Urteil vom 2. Mai 2007
II. sozialrechtliche Abteilung

Bundesrichter U. Meyer, Präsident,
Bundesrichter Lustenberger, Seiler,
Gerichtsschreiberin Bollinger Hammerle.

M.________, Beschwerdeführerin,

gegen

Ausgleichskasse für das schweizerische Bankgewerbe, Ankerstrasse 53, 8004
Zürich,
Beschwerdegegnerin.

Alters- und Hinterlassenenversicherung,

Beschwerde gegen den Entscheid des Sozialversicherungsgerichts des Kantons
Zürich vom 9. Januar 2007.

Sachverhalt:

A.
M.________ bezieht seit Dezember 1995 eine Altersrente der Ausgleichskasse
für das schweizerische Bankgewerbe (im Folgenden: Ausgleichskasse). Am 6.
September 1996 heiratete sie, ohne die Zivilstandsänderung der
Ausgleichskasse zu melden. Mit Verfügung vom 15. August 2005 forderte die
Ausgleichskasse von M.________ unter Hinweis auf unrechtmässig bezogene
Leistungen den Betrag von Fr. 5'521.- zurück. Hierauf ersuchte M.________ mit
persönlicher Vorsprache vom 7. September 2005 um (Teil-) Erlass der
Rückforderung. Die Ausgleichskasse prüfte die wirtschaftlichen Verhältnisse
der M.________ und verfügte am 11. Oktober 2005 mangels grosser Härte die
Abweisung des Erlassgesuches. M.________ erhob Einsprache und beanstandete
die Berechnung des Härtefalles. Mit Einspracheentscheid vom 12. Januar 2006
bestätigte die Ausgleichskasse ihre Verfügung.

B.
Die hiegegen erhobene Beschwerde der M.________ wies das
Sozialversicherungsgericht des Kantons Zürich mit Entscheid vom 9. Januar
2007 ab.

C.
M.________ führt Beschwerde und beantragt den Erlass der Rückerstattung mit
der sinngemässen Begründung, sie sei gutgläubig gewesen.

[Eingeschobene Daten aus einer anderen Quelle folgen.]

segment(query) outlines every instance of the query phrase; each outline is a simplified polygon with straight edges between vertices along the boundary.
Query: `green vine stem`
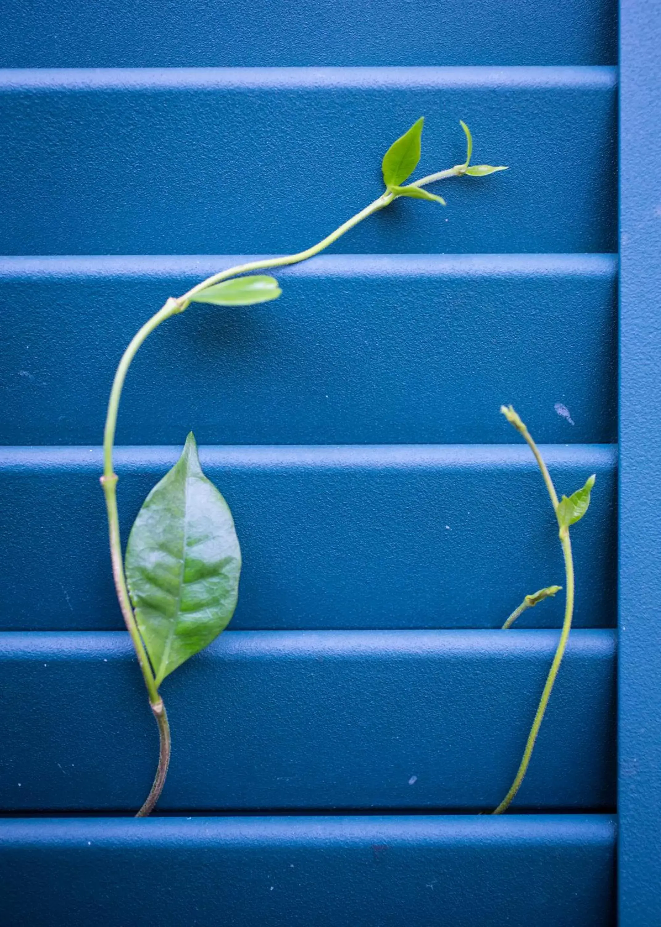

Die Ausgleichskasse beantragt die Abweisung der Beschwerde. Vorinstanz und
Bundesamt für Sozialversicherungen verzichten auf eine Vernehmlassung.

Das Bundesgericht zieht in Erwägung:

1.
Weil die angefochtene Entscheidung nach dem Datum des Inkrafttretens des
Bundesgesetzes über das Bundesgericht (BGG; SR 173.110) am 1. Januar 2007 (AS
2006, 1242) ergangen ist, untersteht die Beschwerde dem neuen Recht (Art. 132
Abs. 1 BGG). Die Eingabe der Beschwerdeführerin ist als Beschwerde in
öffentlich-rechtlichen Angelegenheiten entgegenzunehmen und zu erledigen
(Art. 82 ff. BGG). Es kann mit ihr die Verletzung von Bundesrecht im Sinne
von Art. 95 BGG gerügt werden. Das Bundesgericht legt seinem Urteil den
Sachverhalt zugrunde, den die Vorinstanz festgestellt hat (Art. 105 Abs. 1
BGG).

2.
Das kantonale Gericht legt die Rechtsgrundlagen betreffend den Erlass der
Rückerstattung unrechtmässig gewährter Leistungen (Art. 25 ATSG und Art. 4
ATSV; vgl. auch BGE 112 V 97 E. 2c S. 103) zutreffend dar. Darauf wird
verwiesen.

3.
Die Vorinstanz erwog, die Versicherte hätte wissen müssen, dass sich ihre
Heirat auf die Altersrente auswirken könnte. Selbst wenn der Eheschluss keine
Auswirkungen auf die Rentenhöhe gehabt hätte, wäre die Zivilstandsänderung
meldepflichtig gewesen. Indem die Beschwerdeführerin ihrer Meldepflicht nicht
nachgekommen sei, habe sie grob nachlässig gehandelt. Daran ändere auch der
Umstand nichts, dass sie sich dieser Pflicht nicht bewusst gewesen sei.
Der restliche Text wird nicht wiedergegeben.